Tuesday, March 22, 2011

Interludium Telefonica

Each shift we are issued not-so-little phones at work which we carry on our scrub-belts or in our pockets. If a doctor or another unit calls, the secretary can transfer it directly to one of us. It's meant to be a convenience but because it so often interrupts our care these are generally reviled. If us nurses had our way we'd toss our phones out the windows and they would lie in various pieces scattered about the patio areas and streets that surround the hospital.

There have been instances in which I was trying desperately to thread an intravenous catheter into a tiny little evasive vein in some poor old lady's arm when my phone would ring, blowing my concentration and sometimes the vein I was trying to access. Or maybe I was into something really filthy like a very messy bed; I'd have to stop and quickly wash my hands so I could take the call.

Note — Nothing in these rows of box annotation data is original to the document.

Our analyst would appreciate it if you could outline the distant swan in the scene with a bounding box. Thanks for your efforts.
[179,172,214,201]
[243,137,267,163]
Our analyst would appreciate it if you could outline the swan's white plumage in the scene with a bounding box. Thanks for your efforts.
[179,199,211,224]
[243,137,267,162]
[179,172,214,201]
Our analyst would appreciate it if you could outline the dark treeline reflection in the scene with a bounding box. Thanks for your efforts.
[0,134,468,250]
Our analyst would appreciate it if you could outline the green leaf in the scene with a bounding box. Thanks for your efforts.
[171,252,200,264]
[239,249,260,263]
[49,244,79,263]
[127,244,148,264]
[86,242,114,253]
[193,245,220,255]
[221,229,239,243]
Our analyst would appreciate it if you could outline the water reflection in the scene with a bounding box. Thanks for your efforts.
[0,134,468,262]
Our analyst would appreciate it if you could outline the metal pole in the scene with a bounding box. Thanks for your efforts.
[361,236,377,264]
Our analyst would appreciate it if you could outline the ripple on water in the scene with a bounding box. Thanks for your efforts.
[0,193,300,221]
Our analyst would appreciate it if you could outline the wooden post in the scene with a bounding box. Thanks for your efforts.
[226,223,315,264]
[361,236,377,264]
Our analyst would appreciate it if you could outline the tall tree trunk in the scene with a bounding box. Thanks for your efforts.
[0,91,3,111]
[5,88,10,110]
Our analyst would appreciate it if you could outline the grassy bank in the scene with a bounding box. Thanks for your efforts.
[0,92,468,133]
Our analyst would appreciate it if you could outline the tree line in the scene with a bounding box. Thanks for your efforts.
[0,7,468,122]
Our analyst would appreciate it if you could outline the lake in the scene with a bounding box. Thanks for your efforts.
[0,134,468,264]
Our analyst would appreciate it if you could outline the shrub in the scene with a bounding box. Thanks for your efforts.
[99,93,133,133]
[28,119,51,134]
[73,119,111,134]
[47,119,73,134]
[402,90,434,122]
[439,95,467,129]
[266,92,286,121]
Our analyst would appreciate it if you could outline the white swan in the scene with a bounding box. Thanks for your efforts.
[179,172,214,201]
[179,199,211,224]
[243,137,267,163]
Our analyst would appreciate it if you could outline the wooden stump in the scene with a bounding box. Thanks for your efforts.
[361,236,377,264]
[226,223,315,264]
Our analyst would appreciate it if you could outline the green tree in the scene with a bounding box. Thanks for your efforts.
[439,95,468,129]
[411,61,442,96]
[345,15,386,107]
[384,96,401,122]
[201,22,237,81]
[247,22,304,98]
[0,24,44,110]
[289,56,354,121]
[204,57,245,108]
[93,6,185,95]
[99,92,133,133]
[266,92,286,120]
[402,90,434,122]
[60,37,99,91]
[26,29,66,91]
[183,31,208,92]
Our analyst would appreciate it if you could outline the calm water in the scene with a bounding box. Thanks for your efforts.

You have to take the call. Otherwise how can you prioritize it? Maybe it's just my spouse wanting to tell me that they love me. Maybe it's a doctor inquiring about a patient. Or maybe it's one of the nursing assistants calling to tell me that another one of my patients just fell and pulled out a chest tube. You never know.

I went up the the desk at the nurses' station. My charge nurse and the secretary were there and they seemed to be in-between things. They were just chatting a little about this or that. Charlie Sheen, some dumbass thing one of their husbands did, or whatever. I waited for a break in their conversation.

"There's something wrong with my phone," I said. Andrea the secretary asked me if I had put a fresh battery in it, and I said that I had a different problem.

"Look at it, " I said. Andrea wanted me to hand it to her and she checked it out. She used her desk phone to dial it and it rang and when she picked it up it was working okay.

"No, that's not it," I said. "Look at it." They both examined it and said there was nothing wrong.

"Of course there's something wrong!" I claimed. "The zero comes after the nine. Zero doesn't come after nine. Ten does. The zero belongs before the one!"

They agreed and then started talking about how it was the same on old phones that actually had dials. You never see those anymore.

I'd like to have an old phone that has a dial. I think it would go well in our house, which has a sort of step-ahead-into-the-sixties modernity to it. Maybe a Princess phone in some groovy retro color:

My child and I were out exploring the various old-stuff shops once and came across a Mickey phone. They really really wanted it, but the store person said it wasn't operational. We would want to actually use it, so we didn't buy it. It was totally cool though.

"Soooo," said Andrea. "Shrimp, when did you first notice this about the zeroes? They've always been that way, you know" and she smiled that sarcastic way she always does.

"Really?" I asked, baiting her.

"Well yeah, you big dork-burger! You mean you've never noticed before?" she asked.

"I guess I haven't been paying attention," I said mischievously and then I walked away to go back to work.